Teens and young adults are home, cut off from friends and teachers and learning remotely. Exams have been cancelled. Parents’ incomes have shrunk. They can’t visit grandma. First jobs are tenuous.
When Unicef ran a series of recent polls to check the pulse of young people, the UN organization found varying levels of anxiety.
“For a lot of respondents, the big concern is not knowing when things go back to normal,” Roshni Basu, Regional Advisor, Adolescent Development & Participation for Unicef in East Asia and the Pacific told Wunderman Thompson Intelligence. “They are feeling a sense of anxiety about the future. A lot of the feedback is also about not having enough to do at home.”
But while the pandemic is throwing their future into question, it is also spurring a wave of online camaraderie and creativity among the digital natives of gen Z.
“There is a real sense of peer support that gets heightened in times of crisis,” said Basu. “Gen Z is really coming together and there is a lot of innovation and entrepreneurial spirit and a surge of creativity” through social media platforms like Instagram and TikTok.
High Anxiety
The anxiety is shared around the globe as COVID-19 moves west.
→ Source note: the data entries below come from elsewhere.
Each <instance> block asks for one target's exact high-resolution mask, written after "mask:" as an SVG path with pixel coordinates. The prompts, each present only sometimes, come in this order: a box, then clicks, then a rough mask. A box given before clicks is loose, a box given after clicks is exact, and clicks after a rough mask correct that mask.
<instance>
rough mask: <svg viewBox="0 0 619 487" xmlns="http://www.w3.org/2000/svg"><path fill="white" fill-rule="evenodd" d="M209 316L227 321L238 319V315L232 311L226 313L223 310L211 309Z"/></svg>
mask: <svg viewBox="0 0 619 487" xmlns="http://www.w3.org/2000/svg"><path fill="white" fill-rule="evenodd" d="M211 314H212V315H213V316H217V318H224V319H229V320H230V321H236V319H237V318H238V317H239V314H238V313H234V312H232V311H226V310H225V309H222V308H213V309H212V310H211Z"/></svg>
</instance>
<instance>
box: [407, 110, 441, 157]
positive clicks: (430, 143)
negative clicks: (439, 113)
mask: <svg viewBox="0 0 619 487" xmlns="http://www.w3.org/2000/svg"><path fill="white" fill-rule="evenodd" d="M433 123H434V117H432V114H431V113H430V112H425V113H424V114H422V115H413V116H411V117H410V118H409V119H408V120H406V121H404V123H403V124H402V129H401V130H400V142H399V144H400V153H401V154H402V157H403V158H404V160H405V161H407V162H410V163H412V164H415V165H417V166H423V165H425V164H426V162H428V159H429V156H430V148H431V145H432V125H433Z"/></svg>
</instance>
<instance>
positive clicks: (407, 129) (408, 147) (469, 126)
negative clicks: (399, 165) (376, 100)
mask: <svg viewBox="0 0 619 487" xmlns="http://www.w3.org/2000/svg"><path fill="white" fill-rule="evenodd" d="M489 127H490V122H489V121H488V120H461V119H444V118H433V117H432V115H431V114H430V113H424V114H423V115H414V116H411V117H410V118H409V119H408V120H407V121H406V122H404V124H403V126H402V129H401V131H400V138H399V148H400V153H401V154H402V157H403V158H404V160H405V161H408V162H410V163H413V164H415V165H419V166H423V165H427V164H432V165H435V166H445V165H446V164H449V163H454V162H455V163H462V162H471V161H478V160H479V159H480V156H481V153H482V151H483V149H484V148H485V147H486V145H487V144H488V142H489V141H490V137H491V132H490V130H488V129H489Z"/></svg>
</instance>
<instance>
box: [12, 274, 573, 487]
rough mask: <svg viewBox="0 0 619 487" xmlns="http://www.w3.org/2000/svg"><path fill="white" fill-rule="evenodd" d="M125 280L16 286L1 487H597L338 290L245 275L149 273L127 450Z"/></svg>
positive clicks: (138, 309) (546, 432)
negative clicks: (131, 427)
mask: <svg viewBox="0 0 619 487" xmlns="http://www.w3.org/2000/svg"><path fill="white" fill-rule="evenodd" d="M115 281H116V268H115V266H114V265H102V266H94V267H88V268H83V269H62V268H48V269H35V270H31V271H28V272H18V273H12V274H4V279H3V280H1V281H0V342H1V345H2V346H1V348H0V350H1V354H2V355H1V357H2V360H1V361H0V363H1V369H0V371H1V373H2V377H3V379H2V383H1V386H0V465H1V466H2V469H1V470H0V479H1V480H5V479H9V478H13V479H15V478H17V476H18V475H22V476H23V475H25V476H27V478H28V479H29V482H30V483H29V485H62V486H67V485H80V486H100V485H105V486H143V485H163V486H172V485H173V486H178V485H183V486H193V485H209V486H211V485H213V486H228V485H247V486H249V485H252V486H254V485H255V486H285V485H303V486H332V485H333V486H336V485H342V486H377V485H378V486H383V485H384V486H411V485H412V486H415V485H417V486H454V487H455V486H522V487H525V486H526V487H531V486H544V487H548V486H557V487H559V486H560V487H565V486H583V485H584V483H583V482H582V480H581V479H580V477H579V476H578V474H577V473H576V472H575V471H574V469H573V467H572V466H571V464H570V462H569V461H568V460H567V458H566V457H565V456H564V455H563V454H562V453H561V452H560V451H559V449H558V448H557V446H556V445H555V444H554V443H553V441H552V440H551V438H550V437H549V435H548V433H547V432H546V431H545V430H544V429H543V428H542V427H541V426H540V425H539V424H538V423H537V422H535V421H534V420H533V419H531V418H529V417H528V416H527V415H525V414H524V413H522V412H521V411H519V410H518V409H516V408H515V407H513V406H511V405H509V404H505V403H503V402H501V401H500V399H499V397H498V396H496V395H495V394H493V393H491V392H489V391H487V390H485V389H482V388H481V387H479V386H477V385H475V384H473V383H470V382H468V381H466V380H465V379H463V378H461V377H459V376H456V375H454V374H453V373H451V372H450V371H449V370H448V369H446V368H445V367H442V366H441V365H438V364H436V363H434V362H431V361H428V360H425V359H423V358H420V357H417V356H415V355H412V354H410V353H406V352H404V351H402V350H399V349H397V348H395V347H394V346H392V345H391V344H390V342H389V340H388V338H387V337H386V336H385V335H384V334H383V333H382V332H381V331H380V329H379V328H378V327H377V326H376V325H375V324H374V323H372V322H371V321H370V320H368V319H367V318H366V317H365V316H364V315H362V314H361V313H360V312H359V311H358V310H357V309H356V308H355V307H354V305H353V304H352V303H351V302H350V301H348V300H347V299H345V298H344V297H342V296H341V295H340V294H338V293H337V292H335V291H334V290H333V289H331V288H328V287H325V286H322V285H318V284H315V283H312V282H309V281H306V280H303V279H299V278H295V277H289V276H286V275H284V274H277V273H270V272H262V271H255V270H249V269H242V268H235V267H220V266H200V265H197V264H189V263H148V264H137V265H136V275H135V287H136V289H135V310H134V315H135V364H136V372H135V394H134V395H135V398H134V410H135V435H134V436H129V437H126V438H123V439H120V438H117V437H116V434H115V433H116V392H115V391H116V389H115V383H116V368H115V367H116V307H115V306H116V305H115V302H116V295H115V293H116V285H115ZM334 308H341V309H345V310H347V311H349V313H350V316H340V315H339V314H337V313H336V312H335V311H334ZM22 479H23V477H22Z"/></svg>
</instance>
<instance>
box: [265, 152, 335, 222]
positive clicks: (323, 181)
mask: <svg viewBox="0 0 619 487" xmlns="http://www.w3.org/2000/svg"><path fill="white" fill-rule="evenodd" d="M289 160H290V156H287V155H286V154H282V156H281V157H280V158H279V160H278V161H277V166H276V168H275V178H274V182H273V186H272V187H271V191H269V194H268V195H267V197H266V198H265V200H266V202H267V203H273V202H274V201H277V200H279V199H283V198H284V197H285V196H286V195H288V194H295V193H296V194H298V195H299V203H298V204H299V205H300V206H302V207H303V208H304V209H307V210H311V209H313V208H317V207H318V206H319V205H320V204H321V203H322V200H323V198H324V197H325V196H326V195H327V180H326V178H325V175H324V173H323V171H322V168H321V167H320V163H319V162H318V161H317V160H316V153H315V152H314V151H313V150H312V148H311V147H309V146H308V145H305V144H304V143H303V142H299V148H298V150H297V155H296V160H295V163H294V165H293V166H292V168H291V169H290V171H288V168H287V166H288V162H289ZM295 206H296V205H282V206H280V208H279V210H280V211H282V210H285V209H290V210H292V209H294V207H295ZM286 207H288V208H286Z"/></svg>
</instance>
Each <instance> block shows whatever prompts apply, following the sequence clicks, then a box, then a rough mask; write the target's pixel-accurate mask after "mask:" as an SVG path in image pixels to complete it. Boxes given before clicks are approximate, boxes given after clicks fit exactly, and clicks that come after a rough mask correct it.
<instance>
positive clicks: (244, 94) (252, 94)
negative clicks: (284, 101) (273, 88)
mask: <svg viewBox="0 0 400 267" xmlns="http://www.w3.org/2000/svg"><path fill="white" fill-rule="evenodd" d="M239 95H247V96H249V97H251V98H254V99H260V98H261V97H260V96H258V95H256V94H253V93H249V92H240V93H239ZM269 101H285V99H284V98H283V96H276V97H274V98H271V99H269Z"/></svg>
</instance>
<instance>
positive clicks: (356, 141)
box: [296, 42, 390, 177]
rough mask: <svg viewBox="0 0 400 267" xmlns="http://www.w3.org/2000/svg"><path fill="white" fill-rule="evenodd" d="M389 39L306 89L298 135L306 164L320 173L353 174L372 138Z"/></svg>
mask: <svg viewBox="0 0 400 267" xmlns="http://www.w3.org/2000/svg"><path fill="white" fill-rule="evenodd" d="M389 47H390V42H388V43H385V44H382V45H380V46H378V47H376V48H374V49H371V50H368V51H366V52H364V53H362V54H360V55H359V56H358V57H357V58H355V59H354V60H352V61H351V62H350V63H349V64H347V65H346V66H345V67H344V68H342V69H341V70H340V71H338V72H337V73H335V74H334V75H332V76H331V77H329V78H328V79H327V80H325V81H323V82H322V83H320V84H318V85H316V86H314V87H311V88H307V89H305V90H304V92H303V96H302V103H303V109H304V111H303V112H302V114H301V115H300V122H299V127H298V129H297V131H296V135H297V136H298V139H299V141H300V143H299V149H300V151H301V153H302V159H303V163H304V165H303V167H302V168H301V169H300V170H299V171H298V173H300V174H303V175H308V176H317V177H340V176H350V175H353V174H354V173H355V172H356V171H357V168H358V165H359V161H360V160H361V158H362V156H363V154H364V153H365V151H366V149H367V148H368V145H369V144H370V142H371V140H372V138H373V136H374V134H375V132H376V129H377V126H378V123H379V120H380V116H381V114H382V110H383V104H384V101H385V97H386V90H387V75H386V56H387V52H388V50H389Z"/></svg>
The US now leads the world in the number of deaths and infections.
A Wunderman Thompson Data report on pandemic attitudes found younger Americans significantly more anxious than older Americans.
It’s not COVID-19 specifically that’s driving their anxiety, but the implications for their future—job prospects, cost of living and so on. Among those aged 18 to 24 surveyed between March 20 and 23, 2020, there were more than 10 times more who were anxious than those not anxious.
For one thing, younger workers are more likely to lose their jobs if businesses go under.
According to the Pew Research Center, nearly half of the 19.3 million workers in America aged 16 to 24 work in the service sector. In areas with more serious outbreaks, these are the businesses in most danger of closure.